In response to a question about self audit of the environmental surcharge to determine whether overcharges occur, Mr. Derouen stated there is a “true up” on the environmental surcharge every 6 months. Actuals are compared to requests. There can be charges added or retired throughout this process depending on the number of environmental mandates that raise the utility’s cost of doing business. Surcharges do not work on a first in-first out (FIFO) basis.
In response to a question about the number of years a debt is amortized, Mr. Richard Raff, attorney with the PSC, replied that it is dependent on depreciation schedules set by the Internal Revenue Service.
In response to a question about which costs are recoverable through the environmental surcharge, Mr. Derouen explained that the costs must be “proven costs” and that companies are entitled to a reasonable rate of return. Mr. Raff added that the utility’s cost of acquiring capital is a “capital cost” and is entitled to recovery through the environmental surcharge.
Rep. Gooch described a report from the United States Chamber of Commerce entitled Progress Denied which would be sent to members of the committee.
Kentucky Department of Fish and Wildlife Discussion of Sandhill Crane Populations in Kentucky
Dr. Jon Gassett, Commissioner of the Department of Fish and Wildlife, described the proposal for a hunting season for sand hill cranes. The proposed season will not jeopardize the crane population. Hunters have been involved in species recovery efforts in Kentucky and then limited hunting of that species occurred. Sandhill cranes are a migratory bird and hunting must be approved by the United States Fish and Wildlife Service. There are two plans, one for the state and one for the population as a whole.

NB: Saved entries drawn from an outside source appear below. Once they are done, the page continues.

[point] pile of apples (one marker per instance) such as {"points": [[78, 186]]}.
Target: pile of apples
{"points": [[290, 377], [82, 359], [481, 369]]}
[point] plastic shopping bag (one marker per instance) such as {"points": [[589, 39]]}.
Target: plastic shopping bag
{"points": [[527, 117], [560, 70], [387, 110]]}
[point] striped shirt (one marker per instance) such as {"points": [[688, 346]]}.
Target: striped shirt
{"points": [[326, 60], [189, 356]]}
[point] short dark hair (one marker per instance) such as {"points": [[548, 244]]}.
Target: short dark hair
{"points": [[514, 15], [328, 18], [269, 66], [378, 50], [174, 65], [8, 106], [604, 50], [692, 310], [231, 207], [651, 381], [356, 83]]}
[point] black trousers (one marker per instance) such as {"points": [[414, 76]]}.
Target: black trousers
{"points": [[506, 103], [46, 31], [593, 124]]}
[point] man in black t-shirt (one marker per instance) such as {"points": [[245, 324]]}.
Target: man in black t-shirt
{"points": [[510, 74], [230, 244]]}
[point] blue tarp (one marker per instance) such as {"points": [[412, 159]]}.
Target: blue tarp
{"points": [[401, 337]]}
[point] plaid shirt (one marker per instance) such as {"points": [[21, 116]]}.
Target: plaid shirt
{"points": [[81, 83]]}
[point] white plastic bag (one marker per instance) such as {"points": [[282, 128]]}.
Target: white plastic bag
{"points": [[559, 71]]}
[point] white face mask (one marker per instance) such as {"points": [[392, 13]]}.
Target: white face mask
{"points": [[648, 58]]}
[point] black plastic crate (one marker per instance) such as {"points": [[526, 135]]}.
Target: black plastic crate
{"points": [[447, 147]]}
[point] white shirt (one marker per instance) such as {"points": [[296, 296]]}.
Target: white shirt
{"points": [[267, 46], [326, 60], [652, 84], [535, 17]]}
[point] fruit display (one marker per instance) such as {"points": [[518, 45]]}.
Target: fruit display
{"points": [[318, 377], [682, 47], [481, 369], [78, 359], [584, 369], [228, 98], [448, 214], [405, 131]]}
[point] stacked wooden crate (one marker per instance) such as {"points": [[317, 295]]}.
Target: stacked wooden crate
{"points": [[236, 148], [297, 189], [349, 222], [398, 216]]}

Dr. Karen Waldrop explained that Kentucky falls into the eastern population management plan. There are 60,000 sand hill cranes in Kentucky and the plan is predicated on five year minimum populations to set yearly numbers that can be hunted. Kentucky’s plan is more stringent than what is allowed by the United States Fish and Wildlife Service.

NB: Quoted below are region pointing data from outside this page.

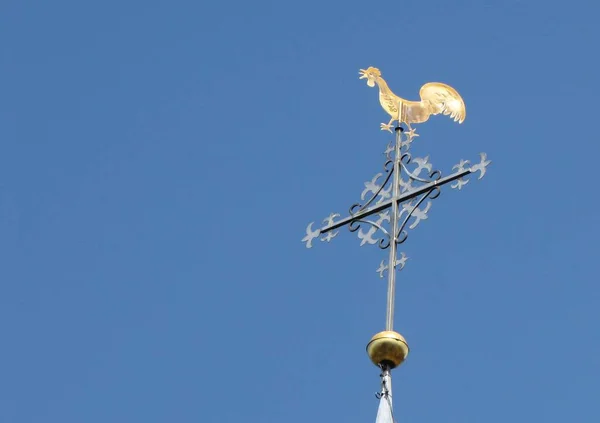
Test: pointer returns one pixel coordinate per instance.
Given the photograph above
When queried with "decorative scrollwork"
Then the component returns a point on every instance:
(375, 189)
(366, 237)
(462, 167)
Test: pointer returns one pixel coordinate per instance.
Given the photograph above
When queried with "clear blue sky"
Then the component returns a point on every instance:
(159, 162)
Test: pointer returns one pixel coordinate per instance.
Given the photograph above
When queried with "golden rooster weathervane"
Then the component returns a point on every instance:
(395, 201)
(436, 98)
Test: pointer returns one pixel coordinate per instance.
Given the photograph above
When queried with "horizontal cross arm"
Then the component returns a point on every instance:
(401, 199)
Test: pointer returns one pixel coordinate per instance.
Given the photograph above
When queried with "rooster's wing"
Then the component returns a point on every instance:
(441, 98)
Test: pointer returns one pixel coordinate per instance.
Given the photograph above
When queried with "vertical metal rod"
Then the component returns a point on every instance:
(389, 323)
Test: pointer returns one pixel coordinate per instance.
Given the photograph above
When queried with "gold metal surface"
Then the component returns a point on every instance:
(436, 98)
(388, 347)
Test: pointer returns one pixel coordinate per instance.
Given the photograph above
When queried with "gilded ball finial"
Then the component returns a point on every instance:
(387, 348)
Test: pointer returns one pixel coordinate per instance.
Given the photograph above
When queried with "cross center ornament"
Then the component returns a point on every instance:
(396, 200)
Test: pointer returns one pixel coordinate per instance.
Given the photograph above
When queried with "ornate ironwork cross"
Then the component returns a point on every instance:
(397, 200)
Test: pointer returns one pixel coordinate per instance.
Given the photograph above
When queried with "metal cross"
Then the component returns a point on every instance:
(394, 203)
(397, 203)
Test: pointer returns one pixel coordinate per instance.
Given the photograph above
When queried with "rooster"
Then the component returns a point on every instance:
(436, 98)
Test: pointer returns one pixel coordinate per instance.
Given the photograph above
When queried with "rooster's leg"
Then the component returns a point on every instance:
(387, 126)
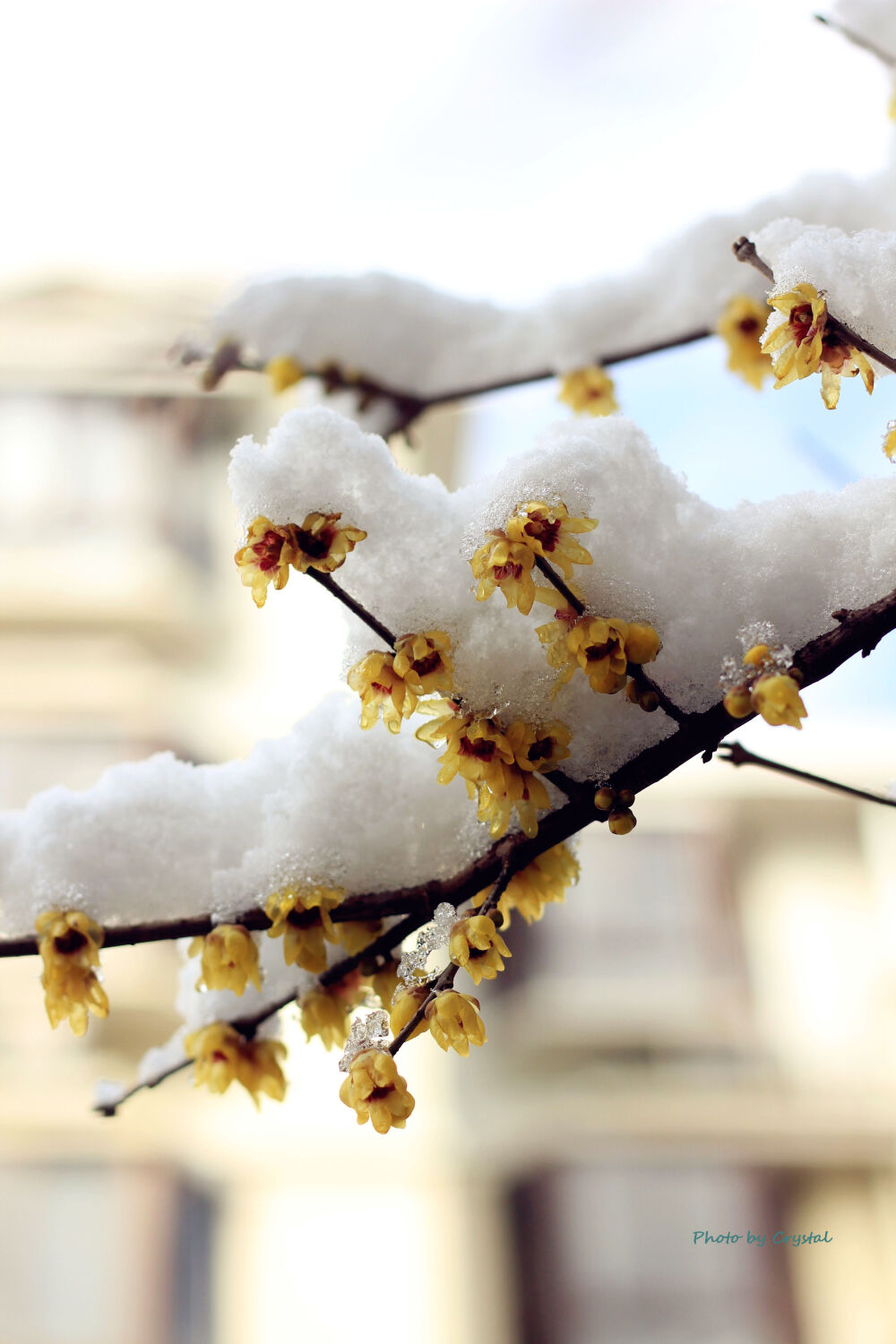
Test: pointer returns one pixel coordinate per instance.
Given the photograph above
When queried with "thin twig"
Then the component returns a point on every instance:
(446, 978)
(745, 252)
(642, 680)
(737, 754)
(856, 39)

In response to a question about conflicts between bird watchers and hunters, Dr. Gassett stated the state plan does address opportunities for bird watchers. The hunting season will begin only after the popular bird watching season.
In response to a question about how hunting permits are issued, Dr. Gassett replied that permits will be allotted based on a quota hunt application. There will be no charge to apply, but the applicant must possess a valid Kentucky hunting license. In response to second question on whether only Kentucky residents would be allowed to participate, Dr. Gassett explained out-of-state applicants may apply but those applicants must possess a Kentucky license at the time of application. Because the license is required at time of application, it is likely that the largest number of participants will be Kentucky waterfowl hunters.
After a motion and a second the meeting adjourned at 3:25 PM (EDST).